*As previously published on Hybrid Mom
I’m never one who wants to beat a dead horse, but I must continue on my child rearing observations and tidbits. The other morning I was at a friend’s house and there was crazy screaming and yelling coming from somewhere outside. After determining it was coming from her next-door neighbor I, like Mrs. Cravats, went out into the yard, pruning shearers in hand, and pretended I was clipping, trying to hear if it was some sort of domestic violence situation that I would I need to call the police about. It turned out to be a teenage daughter yelling and screaming at her mother, crying and slamming doors. The mother sounded fairly calm and it started to sound like this was a common occurrence. Since my girlfriend was out of town I couldn’t get any background on the situation.
As I was heading to my car her other neighbor (who I know fairly well) told me that it was what it was and that it goes on all the time and they are totally out of control. She said, “You know how teenage girls are. Is your daughter like that?” “ABSOLUTLY NOT,” I said. First I told her I was lucky that my daughter was born sweet and never had an issue with us. BUT it never would have been that way because I would never have let it escalate to that. I really believe, and I have seen it so many times, that if you don’t get control early, it will only get worse.

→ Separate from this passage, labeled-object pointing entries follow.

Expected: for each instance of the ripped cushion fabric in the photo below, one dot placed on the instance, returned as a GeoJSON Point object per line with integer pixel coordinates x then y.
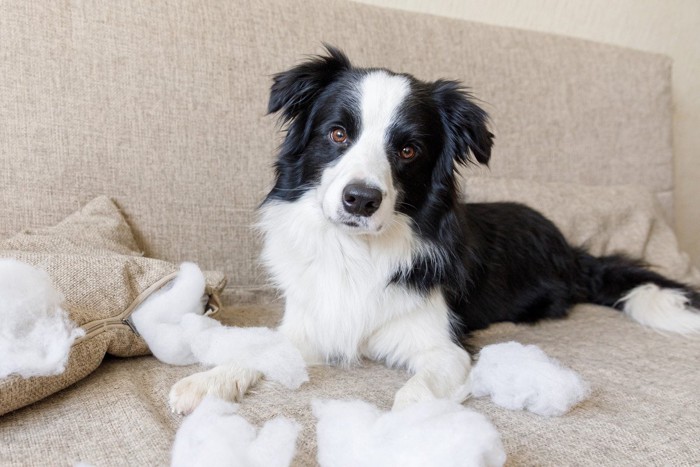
{"type": "Point", "coordinates": [93, 260]}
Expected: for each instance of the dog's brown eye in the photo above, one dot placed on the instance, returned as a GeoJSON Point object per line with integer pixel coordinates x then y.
{"type": "Point", "coordinates": [338, 135]}
{"type": "Point", "coordinates": [408, 152]}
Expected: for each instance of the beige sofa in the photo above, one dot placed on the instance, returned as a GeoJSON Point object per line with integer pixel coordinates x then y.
{"type": "Point", "coordinates": [161, 106]}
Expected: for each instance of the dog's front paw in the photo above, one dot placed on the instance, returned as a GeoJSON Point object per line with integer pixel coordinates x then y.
{"type": "Point", "coordinates": [225, 382]}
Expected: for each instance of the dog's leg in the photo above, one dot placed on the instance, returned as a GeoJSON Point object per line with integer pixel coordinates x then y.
{"type": "Point", "coordinates": [228, 382]}
{"type": "Point", "coordinates": [421, 342]}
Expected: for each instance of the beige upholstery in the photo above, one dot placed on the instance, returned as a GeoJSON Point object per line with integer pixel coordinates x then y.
{"type": "Point", "coordinates": [161, 106]}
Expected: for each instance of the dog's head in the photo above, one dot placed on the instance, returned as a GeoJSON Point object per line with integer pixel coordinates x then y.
{"type": "Point", "coordinates": [372, 143]}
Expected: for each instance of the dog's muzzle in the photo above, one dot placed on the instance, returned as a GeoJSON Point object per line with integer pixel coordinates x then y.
{"type": "Point", "coordinates": [361, 200]}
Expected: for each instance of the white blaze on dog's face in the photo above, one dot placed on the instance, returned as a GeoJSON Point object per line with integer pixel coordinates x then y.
{"type": "Point", "coordinates": [364, 147]}
{"type": "Point", "coordinates": [358, 192]}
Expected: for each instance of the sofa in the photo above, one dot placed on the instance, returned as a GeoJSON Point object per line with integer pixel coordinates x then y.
{"type": "Point", "coordinates": [161, 106]}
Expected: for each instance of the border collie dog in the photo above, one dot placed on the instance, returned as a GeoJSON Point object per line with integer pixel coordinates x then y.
{"type": "Point", "coordinates": [365, 234]}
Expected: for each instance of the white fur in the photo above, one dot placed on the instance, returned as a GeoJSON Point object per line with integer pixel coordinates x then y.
{"type": "Point", "coordinates": [214, 435]}
{"type": "Point", "coordinates": [340, 303]}
{"type": "Point", "coordinates": [36, 334]}
{"type": "Point", "coordinates": [366, 160]}
{"type": "Point", "coordinates": [519, 377]}
{"type": "Point", "coordinates": [432, 433]}
{"type": "Point", "coordinates": [661, 309]}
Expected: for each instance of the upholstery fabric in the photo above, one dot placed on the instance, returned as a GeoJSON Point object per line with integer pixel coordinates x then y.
{"type": "Point", "coordinates": [93, 261]}
{"type": "Point", "coordinates": [161, 106]}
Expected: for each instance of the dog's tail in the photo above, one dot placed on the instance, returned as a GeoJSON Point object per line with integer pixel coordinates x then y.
{"type": "Point", "coordinates": [644, 295]}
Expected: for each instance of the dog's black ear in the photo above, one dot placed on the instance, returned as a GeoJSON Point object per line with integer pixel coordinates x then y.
{"type": "Point", "coordinates": [293, 90]}
{"type": "Point", "coordinates": [465, 123]}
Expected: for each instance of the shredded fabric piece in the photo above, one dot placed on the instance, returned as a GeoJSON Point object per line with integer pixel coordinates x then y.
{"type": "Point", "coordinates": [172, 325]}
{"type": "Point", "coordinates": [430, 433]}
{"type": "Point", "coordinates": [36, 334]}
{"type": "Point", "coordinates": [519, 377]}
{"type": "Point", "coordinates": [214, 435]}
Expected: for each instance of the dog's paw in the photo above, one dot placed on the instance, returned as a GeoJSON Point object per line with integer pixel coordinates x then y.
{"type": "Point", "coordinates": [225, 382]}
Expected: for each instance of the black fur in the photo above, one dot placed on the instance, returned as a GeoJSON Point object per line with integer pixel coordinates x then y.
{"type": "Point", "coordinates": [494, 261]}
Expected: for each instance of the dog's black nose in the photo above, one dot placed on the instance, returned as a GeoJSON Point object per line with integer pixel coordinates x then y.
{"type": "Point", "coordinates": [361, 200]}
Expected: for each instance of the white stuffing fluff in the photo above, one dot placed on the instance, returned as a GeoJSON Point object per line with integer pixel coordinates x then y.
{"type": "Point", "coordinates": [214, 435]}
{"type": "Point", "coordinates": [430, 433]}
{"type": "Point", "coordinates": [36, 334]}
{"type": "Point", "coordinates": [519, 377]}
{"type": "Point", "coordinates": [172, 325]}
{"type": "Point", "coordinates": [158, 318]}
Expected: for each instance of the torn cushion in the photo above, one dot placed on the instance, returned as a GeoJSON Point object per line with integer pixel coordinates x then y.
{"type": "Point", "coordinates": [94, 261]}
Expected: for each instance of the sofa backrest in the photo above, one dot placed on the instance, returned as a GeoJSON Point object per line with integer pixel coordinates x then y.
{"type": "Point", "coordinates": [161, 106]}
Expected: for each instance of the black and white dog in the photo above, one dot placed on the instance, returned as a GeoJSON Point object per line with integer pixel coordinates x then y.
{"type": "Point", "coordinates": [365, 235]}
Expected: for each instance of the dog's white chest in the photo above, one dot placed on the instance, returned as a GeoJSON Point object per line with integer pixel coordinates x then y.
{"type": "Point", "coordinates": [337, 286]}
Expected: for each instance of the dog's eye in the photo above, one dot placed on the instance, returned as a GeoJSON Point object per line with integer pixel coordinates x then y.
{"type": "Point", "coordinates": [338, 135]}
{"type": "Point", "coordinates": [407, 152]}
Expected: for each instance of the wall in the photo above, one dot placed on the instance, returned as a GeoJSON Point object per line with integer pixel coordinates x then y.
{"type": "Point", "coordinates": [670, 27]}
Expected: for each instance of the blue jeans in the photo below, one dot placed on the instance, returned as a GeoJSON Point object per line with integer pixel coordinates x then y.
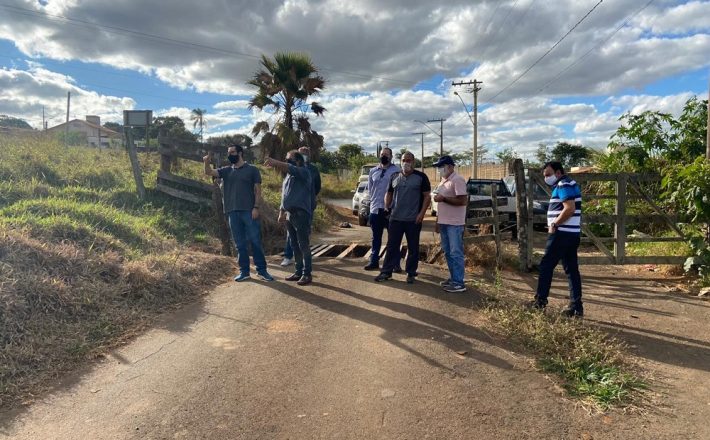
{"type": "Point", "coordinates": [397, 229]}
{"type": "Point", "coordinates": [288, 248]}
{"type": "Point", "coordinates": [452, 245]}
{"type": "Point", "coordinates": [561, 246]}
{"type": "Point", "coordinates": [299, 227]}
{"type": "Point", "coordinates": [247, 231]}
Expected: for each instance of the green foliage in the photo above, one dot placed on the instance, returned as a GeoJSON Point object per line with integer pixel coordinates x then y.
{"type": "Point", "coordinates": [12, 122]}
{"type": "Point", "coordinates": [284, 86]}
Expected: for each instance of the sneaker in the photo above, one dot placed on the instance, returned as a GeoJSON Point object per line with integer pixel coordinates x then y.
{"type": "Point", "coordinates": [536, 305]}
{"type": "Point", "coordinates": [383, 277]}
{"type": "Point", "coordinates": [265, 276]}
{"type": "Point", "coordinates": [454, 288]}
{"type": "Point", "coordinates": [573, 312]}
{"type": "Point", "coordinates": [305, 279]}
{"type": "Point", "coordinates": [242, 277]}
{"type": "Point", "coordinates": [294, 277]}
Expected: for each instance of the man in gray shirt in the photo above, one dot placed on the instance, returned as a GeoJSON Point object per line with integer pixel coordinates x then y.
{"type": "Point", "coordinates": [296, 209]}
{"type": "Point", "coordinates": [408, 199]}
{"type": "Point", "coordinates": [241, 197]}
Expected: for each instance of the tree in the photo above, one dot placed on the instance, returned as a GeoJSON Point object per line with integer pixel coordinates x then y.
{"type": "Point", "coordinates": [197, 116]}
{"type": "Point", "coordinates": [12, 122]}
{"type": "Point", "coordinates": [350, 150]}
{"type": "Point", "coordinates": [285, 85]}
{"type": "Point", "coordinates": [571, 155]}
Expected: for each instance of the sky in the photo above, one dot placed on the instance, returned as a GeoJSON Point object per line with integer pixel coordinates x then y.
{"type": "Point", "coordinates": [551, 71]}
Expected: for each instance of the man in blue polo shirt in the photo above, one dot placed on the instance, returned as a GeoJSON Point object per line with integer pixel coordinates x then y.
{"type": "Point", "coordinates": [564, 217]}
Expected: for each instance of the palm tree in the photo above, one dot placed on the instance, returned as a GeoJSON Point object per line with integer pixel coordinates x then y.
{"type": "Point", "coordinates": [284, 86]}
{"type": "Point", "coordinates": [197, 116]}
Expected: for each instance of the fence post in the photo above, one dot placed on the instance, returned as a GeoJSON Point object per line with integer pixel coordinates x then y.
{"type": "Point", "coordinates": [496, 225]}
{"type": "Point", "coordinates": [521, 223]}
{"type": "Point", "coordinates": [620, 225]}
{"type": "Point", "coordinates": [135, 165]}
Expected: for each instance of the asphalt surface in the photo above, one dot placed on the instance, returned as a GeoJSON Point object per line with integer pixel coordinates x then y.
{"type": "Point", "coordinates": [342, 358]}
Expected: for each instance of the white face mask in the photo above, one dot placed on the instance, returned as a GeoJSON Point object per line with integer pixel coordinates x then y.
{"type": "Point", "coordinates": [551, 180]}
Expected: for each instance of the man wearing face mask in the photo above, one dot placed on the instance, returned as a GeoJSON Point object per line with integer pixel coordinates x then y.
{"type": "Point", "coordinates": [316, 184]}
{"type": "Point", "coordinates": [241, 197]}
{"type": "Point", "coordinates": [296, 211]}
{"type": "Point", "coordinates": [564, 216]}
{"type": "Point", "coordinates": [408, 197]}
{"type": "Point", "coordinates": [377, 184]}
{"type": "Point", "coordinates": [452, 198]}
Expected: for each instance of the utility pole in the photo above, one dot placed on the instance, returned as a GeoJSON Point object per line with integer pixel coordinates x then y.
{"type": "Point", "coordinates": [441, 135]}
{"type": "Point", "coordinates": [422, 158]}
{"type": "Point", "coordinates": [66, 126]}
{"type": "Point", "coordinates": [475, 89]}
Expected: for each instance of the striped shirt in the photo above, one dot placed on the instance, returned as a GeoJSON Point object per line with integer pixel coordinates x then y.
{"type": "Point", "coordinates": [565, 189]}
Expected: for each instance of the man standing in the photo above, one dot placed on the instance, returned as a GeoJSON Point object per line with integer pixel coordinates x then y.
{"type": "Point", "coordinates": [377, 185]}
{"type": "Point", "coordinates": [296, 210]}
{"type": "Point", "coordinates": [316, 184]}
{"type": "Point", "coordinates": [564, 216]}
{"type": "Point", "coordinates": [452, 199]}
{"type": "Point", "coordinates": [241, 197]}
{"type": "Point", "coordinates": [408, 197]}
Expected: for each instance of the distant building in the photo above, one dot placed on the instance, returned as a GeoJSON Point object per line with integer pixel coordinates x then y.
{"type": "Point", "coordinates": [91, 129]}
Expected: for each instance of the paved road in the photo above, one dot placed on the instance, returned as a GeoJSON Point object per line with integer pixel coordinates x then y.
{"type": "Point", "coordinates": [344, 358]}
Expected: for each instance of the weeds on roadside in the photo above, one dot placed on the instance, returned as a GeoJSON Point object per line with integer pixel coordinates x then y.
{"type": "Point", "coordinates": [587, 360]}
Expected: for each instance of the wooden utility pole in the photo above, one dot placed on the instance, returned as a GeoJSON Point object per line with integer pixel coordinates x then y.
{"type": "Point", "coordinates": [441, 135]}
{"type": "Point", "coordinates": [422, 158]}
{"type": "Point", "coordinates": [475, 89]}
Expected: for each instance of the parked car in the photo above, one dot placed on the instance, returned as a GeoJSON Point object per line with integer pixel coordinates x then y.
{"type": "Point", "coordinates": [363, 215]}
{"type": "Point", "coordinates": [358, 194]}
{"type": "Point", "coordinates": [365, 171]}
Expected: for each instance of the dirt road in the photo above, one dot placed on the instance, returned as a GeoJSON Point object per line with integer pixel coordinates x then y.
{"type": "Point", "coordinates": [348, 358]}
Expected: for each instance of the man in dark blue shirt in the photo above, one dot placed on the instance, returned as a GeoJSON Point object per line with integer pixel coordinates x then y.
{"type": "Point", "coordinates": [296, 210]}
{"type": "Point", "coordinates": [564, 216]}
{"type": "Point", "coordinates": [241, 196]}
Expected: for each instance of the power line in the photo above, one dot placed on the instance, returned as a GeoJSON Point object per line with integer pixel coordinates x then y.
{"type": "Point", "coordinates": [546, 53]}
{"type": "Point", "coordinates": [121, 30]}
{"type": "Point", "coordinates": [623, 24]}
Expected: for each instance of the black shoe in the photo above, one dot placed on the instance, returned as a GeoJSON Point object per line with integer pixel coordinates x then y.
{"type": "Point", "coordinates": [305, 279]}
{"type": "Point", "coordinates": [294, 277]}
{"type": "Point", "coordinates": [383, 277]}
{"type": "Point", "coordinates": [537, 305]}
{"type": "Point", "coordinates": [573, 312]}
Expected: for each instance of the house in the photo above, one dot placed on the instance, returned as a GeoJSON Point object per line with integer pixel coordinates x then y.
{"type": "Point", "coordinates": [91, 129]}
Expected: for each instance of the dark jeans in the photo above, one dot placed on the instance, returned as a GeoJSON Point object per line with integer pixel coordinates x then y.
{"type": "Point", "coordinates": [378, 223]}
{"type": "Point", "coordinates": [561, 246]}
{"type": "Point", "coordinates": [246, 232]}
{"type": "Point", "coordinates": [288, 248]}
{"type": "Point", "coordinates": [396, 230]}
{"type": "Point", "coordinates": [299, 228]}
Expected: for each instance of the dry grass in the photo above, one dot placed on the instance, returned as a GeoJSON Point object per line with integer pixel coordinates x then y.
{"type": "Point", "coordinates": [61, 304]}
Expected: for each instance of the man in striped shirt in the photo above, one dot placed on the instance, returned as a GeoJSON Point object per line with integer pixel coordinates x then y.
{"type": "Point", "coordinates": [564, 217]}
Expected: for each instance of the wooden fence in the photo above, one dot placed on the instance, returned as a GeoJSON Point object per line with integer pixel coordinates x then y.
{"type": "Point", "coordinates": [194, 191]}
{"type": "Point", "coordinates": [627, 186]}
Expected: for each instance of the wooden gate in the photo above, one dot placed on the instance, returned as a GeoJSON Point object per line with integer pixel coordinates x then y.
{"type": "Point", "coordinates": [531, 188]}
{"type": "Point", "coordinates": [190, 190]}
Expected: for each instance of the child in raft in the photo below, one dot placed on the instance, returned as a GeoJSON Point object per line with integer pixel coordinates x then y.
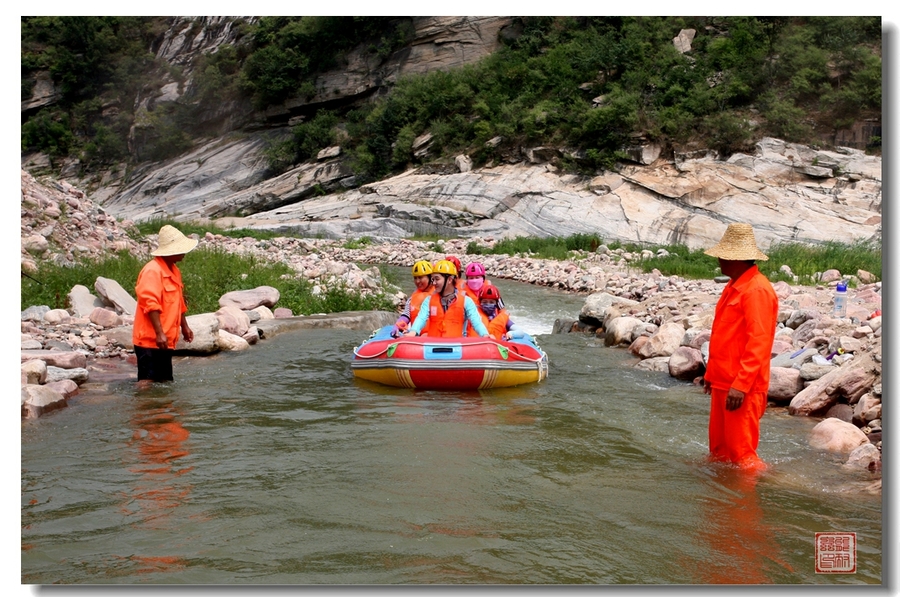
{"type": "Point", "coordinates": [494, 316]}
{"type": "Point", "coordinates": [444, 313]}
{"type": "Point", "coordinates": [422, 279]}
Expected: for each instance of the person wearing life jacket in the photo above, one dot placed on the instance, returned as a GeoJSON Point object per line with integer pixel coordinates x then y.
{"type": "Point", "coordinates": [474, 282]}
{"type": "Point", "coordinates": [474, 279]}
{"type": "Point", "coordinates": [422, 279]}
{"type": "Point", "coordinates": [460, 283]}
{"type": "Point", "coordinates": [495, 317]}
{"type": "Point", "coordinates": [444, 313]}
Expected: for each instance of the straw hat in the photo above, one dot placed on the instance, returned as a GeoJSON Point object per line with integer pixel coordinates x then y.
{"type": "Point", "coordinates": [173, 242]}
{"type": "Point", "coordinates": [738, 244]}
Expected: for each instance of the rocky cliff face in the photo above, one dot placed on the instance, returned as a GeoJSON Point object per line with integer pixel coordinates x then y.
{"type": "Point", "coordinates": [787, 192]}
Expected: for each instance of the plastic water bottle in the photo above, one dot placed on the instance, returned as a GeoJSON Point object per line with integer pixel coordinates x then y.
{"type": "Point", "coordinates": [840, 300]}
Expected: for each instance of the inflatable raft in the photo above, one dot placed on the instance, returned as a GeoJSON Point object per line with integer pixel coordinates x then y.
{"type": "Point", "coordinates": [448, 363]}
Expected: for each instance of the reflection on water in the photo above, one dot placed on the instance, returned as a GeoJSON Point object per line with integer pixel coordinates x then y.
{"type": "Point", "coordinates": [159, 441]}
{"type": "Point", "coordinates": [277, 466]}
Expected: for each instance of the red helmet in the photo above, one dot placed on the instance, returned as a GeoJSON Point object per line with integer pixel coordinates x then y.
{"type": "Point", "coordinates": [474, 270]}
{"type": "Point", "coordinates": [455, 261]}
{"type": "Point", "coordinates": [490, 292]}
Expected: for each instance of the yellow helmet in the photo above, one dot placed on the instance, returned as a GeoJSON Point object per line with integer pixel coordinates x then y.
{"type": "Point", "coordinates": [445, 267]}
{"type": "Point", "coordinates": [422, 268]}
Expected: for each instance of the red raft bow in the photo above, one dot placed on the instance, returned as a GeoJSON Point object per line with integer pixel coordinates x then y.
{"type": "Point", "coordinates": [449, 363]}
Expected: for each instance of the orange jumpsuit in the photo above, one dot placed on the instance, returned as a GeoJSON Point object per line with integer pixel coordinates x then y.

Remember my respect issues? I am so serious, if you let your kids sass you and yell at you and treat you with no respect it will only get uglier and uglier. I never allowed my kids to say, ‚I hate you‛ or be out and out nasty to each other. I tried to foster a harmonious life and home. My friend’s neighbor proceeded to tell me that her kids fight like cats and dogs and she doesn’t know what to do. I’m no Brazelton, but I could tell her what I did. I put them in time out in separate rooms and told them when they could be nice to each other and part of the family they could come out (any yelling they could stay longer). It could be an hour…whatever it took for them to want to come back. I told them a family is like a wagon…if one wheel is flat and broken the whole cart can’t move forward. We would have to work together.
I know it’s difficult but kids don’t like the scary free fall of no limits or boundaries. They will respect you more when you stand up and don’t tolerate all the BS behavior. With that being said, it is a two way street. I have always tried to not to be judgmental with them, listen to what they have to say and respect the way they are feeling. In turn it has made them comfortable coming to talk to me about anything. I have earned their love and respect. If children feel like they cannot confide in their parents, for fear of getting yelled at or punished, it will only strain the relationship and result in more discord in the family. The really cool thing is as they get older, there can be more of a friendship relationship (which is what has happened with my kids). Of course there are still some parenting moments, mostly with advice and just being there for them, but we can really enjoy time together. We like each other and are all very close. The work you put in pays off multiple times over! Do it now and you will reap the rewards later!